Ce point est d'autant plus important que la demande de matières premières est corrélée à la croissance de la population et des revenus qui sont plus attractifs dans les villes.
De fait, le niveau de consommation de produits de base évolue étroitement avec le taux d'urbanisation. Dans les économies développées, un taux de 80% d'urbanisation correspond à une consommation d'énergie d'un peu plus de 3,5 tonnes d'équivalent pétrole par individu, de 33 kg de métaux et de 1,3 tonne de denrées alimentaires. Dans les économies émergentes, un taux d'urbanisation de 65% se traduit par une consommation d'énergie de 1,5 tonne d'équivalent pétrole par individu, de 6 kg de métaux, et de 1 tonne de denrées alimentaires.
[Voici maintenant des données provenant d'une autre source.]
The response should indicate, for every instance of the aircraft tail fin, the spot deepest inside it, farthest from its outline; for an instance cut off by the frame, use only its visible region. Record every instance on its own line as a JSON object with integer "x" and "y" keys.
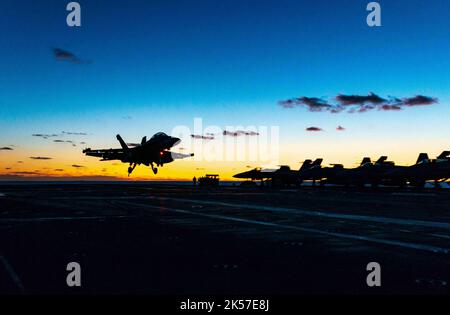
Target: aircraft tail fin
{"x": 365, "y": 161}
{"x": 422, "y": 157}
{"x": 317, "y": 162}
{"x": 381, "y": 160}
{"x": 444, "y": 155}
{"x": 305, "y": 165}
{"x": 122, "y": 143}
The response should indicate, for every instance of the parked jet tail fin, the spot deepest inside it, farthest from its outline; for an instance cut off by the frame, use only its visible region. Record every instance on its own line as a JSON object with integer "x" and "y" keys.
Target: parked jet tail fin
{"x": 305, "y": 165}
{"x": 444, "y": 155}
{"x": 382, "y": 159}
{"x": 122, "y": 143}
{"x": 317, "y": 162}
{"x": 366, "y": 160}
{"x": 422, "y": 157}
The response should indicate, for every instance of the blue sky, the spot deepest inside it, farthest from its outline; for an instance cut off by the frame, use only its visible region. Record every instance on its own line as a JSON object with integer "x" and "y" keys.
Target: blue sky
{"x": 165, "y": 62}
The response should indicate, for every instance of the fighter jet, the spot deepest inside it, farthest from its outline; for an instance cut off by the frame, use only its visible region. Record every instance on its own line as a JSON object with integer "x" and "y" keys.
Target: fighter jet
{"x": 283, "y": 176}
{"x": 425, "y": 169}
{"x": 151, "y": 152}
{"x": 318, "y": 173}
{"x": 354, "y": 176}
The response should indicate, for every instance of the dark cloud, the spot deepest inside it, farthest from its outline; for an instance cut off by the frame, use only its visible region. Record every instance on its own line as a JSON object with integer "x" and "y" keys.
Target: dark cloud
{"x": 45, "y": 136}
{"x": 419, "y": 100}
{"x": 357, "y": 103}
{"x": 27, "y": 173}
{"x": 390, "y": 107}
{"x": 240, "y": 133}
{"x": 372, "y": 98}
{"x": 313, "y": 104}
{"x": 314, "y": 129}
{"x": 202, "y": 137}
{"x": 64, "y": 55}
{"x": 133, "y": 144}
{"x": 74, "y": 133}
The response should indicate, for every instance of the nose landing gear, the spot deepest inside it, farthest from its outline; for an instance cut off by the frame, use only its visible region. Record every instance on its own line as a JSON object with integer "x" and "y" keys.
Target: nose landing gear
{"x": 131, "y": 168}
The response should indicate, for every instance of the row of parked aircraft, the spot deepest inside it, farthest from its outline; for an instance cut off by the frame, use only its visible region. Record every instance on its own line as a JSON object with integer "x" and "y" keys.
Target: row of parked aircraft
{"x": 156, "y": 152}
{"x": 381, "y": 172}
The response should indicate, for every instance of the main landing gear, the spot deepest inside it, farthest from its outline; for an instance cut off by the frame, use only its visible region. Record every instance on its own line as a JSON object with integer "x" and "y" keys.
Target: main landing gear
{"x": 131, "y": 168}
{"x": 154, "y": 169}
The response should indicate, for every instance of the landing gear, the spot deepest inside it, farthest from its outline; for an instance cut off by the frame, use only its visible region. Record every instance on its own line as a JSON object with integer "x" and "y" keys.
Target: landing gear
{"x": 154, "y": 169}
{"x": 131, "y": 168}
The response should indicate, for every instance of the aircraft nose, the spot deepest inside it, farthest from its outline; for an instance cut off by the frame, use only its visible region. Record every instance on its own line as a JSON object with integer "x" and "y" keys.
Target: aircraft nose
{"x": 174, "y": 141}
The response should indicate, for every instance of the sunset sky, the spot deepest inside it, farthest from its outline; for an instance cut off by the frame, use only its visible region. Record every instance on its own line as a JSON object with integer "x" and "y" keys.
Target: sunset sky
{"x": 140, "y": 67}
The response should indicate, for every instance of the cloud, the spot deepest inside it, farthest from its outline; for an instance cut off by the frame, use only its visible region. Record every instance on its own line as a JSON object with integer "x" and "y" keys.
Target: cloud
{"x": 45, "y": 136}
{"x": 26, "y": 173}
{"x": 67, "y": 56}
{"x": 65, "y": 141}
{"x": 419, "y": 100}
{"x": 313, "y": 104}
{"x": 390, "y": 107}
{"x": 74, "y": 133}
{"x": 240, "y": 133}
{"x": 314, "y": 129}
{"x": 133, "y": 144}
{"x": 371, "y": 98}
{"x": 357, "y": 103}
{"x": 202, "y": 137}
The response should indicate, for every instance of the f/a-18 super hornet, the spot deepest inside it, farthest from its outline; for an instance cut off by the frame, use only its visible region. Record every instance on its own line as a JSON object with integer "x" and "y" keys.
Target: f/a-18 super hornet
{"x": 316, "y": 172}
{"x": 425, "y": 169}
{"x": 366, "y": 173}
{"x": 149, "y": 152}
{"x": 283, "y": 176}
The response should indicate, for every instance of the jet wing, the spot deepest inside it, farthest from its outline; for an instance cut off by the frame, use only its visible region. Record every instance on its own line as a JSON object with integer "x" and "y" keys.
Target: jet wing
{"x": 105, "y": 154}
{"x": 179, "y": 156}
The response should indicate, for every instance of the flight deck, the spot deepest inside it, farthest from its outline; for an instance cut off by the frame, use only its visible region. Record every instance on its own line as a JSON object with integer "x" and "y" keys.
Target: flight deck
{"x": 150, "y": 238}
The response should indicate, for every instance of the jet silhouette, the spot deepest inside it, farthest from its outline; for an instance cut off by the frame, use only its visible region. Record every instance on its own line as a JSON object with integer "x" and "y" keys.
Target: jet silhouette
{"x": 151, "y": 152}
{"x": 424, "y": 170}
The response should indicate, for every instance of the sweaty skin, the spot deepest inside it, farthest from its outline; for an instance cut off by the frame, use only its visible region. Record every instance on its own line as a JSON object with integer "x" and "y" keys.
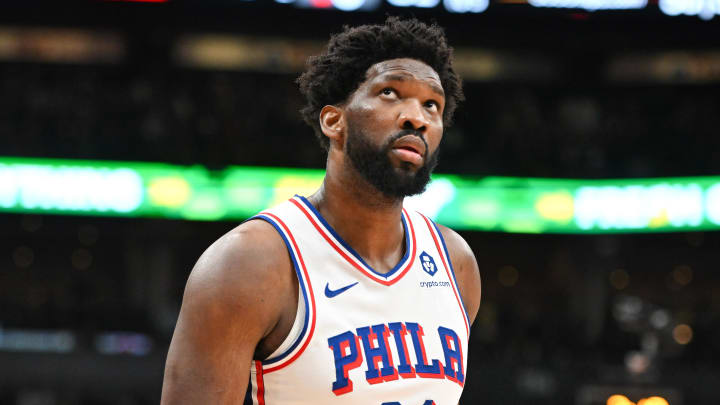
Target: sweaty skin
{"x": 241, "y": 298}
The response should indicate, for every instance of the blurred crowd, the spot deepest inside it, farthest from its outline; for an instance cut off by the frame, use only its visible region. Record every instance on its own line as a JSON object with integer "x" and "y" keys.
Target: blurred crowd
{"x": 220, "y": 118}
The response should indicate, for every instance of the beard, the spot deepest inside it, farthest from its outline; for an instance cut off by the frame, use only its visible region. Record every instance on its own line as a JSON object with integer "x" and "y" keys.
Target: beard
{"x": 374, "y": 165}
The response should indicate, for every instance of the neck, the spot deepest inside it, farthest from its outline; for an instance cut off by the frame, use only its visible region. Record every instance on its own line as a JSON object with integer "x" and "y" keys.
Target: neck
{"x": 365, "y": 218}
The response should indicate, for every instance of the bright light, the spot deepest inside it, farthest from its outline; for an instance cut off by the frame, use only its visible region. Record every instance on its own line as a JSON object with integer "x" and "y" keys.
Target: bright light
{"x": 70, "y": 188}
{"x": 618, "y": 400}
{"x": 634, "y": 207}
{"x": 591, "y": 5}
{"x": 414, "y": 3}
{"x": 705, "y": 9}
{"x": 348, "y": 5}
{"x": 466, "y": 6}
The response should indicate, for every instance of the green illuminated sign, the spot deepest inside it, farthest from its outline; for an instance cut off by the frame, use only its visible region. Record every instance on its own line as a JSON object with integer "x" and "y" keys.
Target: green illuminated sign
{"x": 505, "y": 204}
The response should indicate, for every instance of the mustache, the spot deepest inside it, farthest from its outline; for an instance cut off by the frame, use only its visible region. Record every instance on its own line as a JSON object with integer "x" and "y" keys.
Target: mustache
{"x": 406, "y": 132}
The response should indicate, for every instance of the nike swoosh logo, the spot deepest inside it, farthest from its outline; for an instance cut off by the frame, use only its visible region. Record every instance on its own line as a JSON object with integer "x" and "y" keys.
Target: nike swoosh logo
{"x": 331, "y": 293}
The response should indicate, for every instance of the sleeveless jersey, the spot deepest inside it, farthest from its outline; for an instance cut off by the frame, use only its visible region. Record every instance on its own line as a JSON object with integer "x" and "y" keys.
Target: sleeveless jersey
{"x": 361, "y": 337}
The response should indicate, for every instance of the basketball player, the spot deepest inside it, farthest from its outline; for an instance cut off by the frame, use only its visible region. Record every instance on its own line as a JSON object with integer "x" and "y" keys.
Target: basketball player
{"x": 343, "y": 296}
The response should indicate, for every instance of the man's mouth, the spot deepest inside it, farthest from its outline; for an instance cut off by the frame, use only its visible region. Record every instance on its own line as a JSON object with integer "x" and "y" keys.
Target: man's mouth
{"x": 410, "y": 149}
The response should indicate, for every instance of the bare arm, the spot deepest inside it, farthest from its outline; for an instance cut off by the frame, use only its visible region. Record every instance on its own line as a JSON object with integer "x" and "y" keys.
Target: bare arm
{"x": 234, "y": 298}
{"x": 466, "y": 270}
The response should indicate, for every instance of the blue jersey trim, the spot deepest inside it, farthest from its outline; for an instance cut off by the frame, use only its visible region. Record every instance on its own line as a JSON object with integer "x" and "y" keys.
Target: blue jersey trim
{"x": 452, "y": 270}
{"x": 352, "y": 251}
{"x": 298, "y": 272}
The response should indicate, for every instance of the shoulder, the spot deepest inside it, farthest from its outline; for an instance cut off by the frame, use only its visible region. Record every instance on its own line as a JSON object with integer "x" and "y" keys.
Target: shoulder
{"x": 466, "y": 269}
{"x": 243, "y": 277}
{"x": 235, "y": 296}
{"x": 246, "y": 258}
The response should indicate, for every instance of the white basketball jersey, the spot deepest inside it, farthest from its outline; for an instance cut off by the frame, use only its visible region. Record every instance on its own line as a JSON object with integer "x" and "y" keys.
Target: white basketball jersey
{"x": 362, "y": 337}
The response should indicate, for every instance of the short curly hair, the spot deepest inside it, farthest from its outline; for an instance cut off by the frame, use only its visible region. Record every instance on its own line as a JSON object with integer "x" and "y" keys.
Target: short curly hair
{"x": 334, "y": 75}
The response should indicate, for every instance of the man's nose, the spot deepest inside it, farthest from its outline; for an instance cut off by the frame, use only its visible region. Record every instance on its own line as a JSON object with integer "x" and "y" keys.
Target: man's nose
{"x": 412, "y": 116}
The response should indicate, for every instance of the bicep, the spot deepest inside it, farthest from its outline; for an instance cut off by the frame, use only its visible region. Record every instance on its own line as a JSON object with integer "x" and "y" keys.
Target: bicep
{"x": 226, "y": 312}
{"x": 466, "y": 269}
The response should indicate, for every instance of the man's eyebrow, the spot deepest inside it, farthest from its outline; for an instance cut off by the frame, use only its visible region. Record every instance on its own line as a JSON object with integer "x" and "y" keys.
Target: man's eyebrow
{"x": 403, "y": 78}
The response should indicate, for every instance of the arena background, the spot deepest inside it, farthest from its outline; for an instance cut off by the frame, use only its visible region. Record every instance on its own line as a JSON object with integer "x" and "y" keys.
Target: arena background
{"x": 88, "y": 302}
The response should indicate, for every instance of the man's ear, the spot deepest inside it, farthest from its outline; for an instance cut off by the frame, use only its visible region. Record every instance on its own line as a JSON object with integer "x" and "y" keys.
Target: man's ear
{"x": 332, "y": 123}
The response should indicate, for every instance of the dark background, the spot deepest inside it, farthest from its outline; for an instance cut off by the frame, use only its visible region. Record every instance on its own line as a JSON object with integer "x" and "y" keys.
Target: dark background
{"x": 565, "y": 319}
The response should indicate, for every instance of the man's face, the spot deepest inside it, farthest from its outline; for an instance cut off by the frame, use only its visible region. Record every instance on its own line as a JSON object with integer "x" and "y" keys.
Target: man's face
{"x": 394, "y": 126}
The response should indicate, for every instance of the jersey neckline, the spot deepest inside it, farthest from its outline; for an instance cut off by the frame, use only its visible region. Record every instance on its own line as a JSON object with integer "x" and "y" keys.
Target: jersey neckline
{"x": 354, "y": 258}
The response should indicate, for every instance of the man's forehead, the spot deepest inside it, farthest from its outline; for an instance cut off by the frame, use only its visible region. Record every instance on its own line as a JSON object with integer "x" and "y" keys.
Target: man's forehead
{"x": 403, "y": 66}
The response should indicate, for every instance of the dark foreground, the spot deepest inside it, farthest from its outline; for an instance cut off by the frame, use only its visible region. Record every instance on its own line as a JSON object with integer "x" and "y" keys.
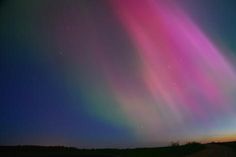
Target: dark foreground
{"x": 189, "y": 150}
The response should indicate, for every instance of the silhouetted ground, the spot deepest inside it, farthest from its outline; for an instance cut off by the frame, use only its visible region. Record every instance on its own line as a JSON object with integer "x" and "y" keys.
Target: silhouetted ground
{"x": 190, "y": 150}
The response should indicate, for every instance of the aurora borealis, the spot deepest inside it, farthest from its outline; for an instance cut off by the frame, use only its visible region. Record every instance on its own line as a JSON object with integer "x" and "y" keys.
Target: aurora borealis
{"x": 117, "y": 73}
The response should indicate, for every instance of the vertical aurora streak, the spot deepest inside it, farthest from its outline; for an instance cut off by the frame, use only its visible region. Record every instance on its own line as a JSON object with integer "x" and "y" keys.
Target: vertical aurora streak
{"x": 140, "y": 72}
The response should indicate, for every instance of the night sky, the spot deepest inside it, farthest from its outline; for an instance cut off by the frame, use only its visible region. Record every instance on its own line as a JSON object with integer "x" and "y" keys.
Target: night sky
{"x": 117, "y": 73}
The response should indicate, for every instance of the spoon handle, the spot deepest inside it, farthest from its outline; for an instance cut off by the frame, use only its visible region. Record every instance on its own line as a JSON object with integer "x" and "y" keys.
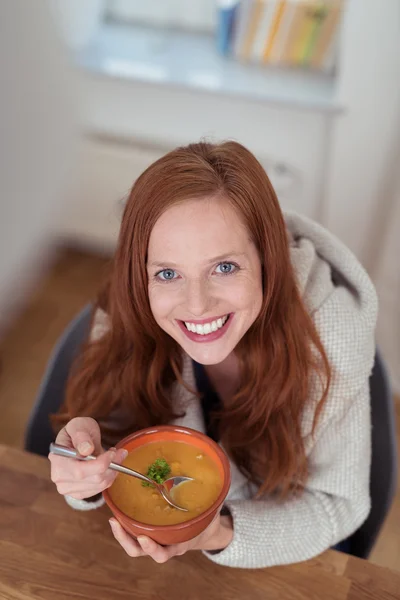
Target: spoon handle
{"x": 71, "y": 453}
Des trajets moins longs et moins coûteux
Or, "les villes à forte densité de population, en particulier dans les économies avancées, pourraient se caractériser par une demande d'énergie par habitant plus faible que celles moins densément peuplées", souligne la Banque mondiale. Évidemment, une telle économie favorable à la réduction des GES dépend du mode de développement de cette urbanisation. Par exemple, les trajets en milieu urbain pour se rendre au travail peuvent être moins longs et moins coûteux, notamment grâce aux transports en commun, par rapport aux déplacements individuels dans les zones rurales. Mais, pour obtenir pleinement ces effets positifs, l'aménagement de la ville doit être pensé de telle façon à ne pas créer des embouteillages monstres qui paralysent aujourd'hui la circulation dans certaines mégapoles des pays émergents.
Quant à l'ensemble des produits de base, "l'urbanisation permet potentiellement de réduire cette consommation grâce aux économies d'échelle et une meilleure efficience de l'emploi de ces produits", souligne le rapport qui considère que désormais "les villes sont à l'avant-garde du changement climatique". Un conclusion qui rejoint les préoccupations exprimées par Emmanuelle Wargon : "Nous devons gagner la bataille culturelle qui consiste à préférer l'intense à l'étalement, le collectif à l'individuel, la sobriété foncière à l'artificialisation des terres naturelles".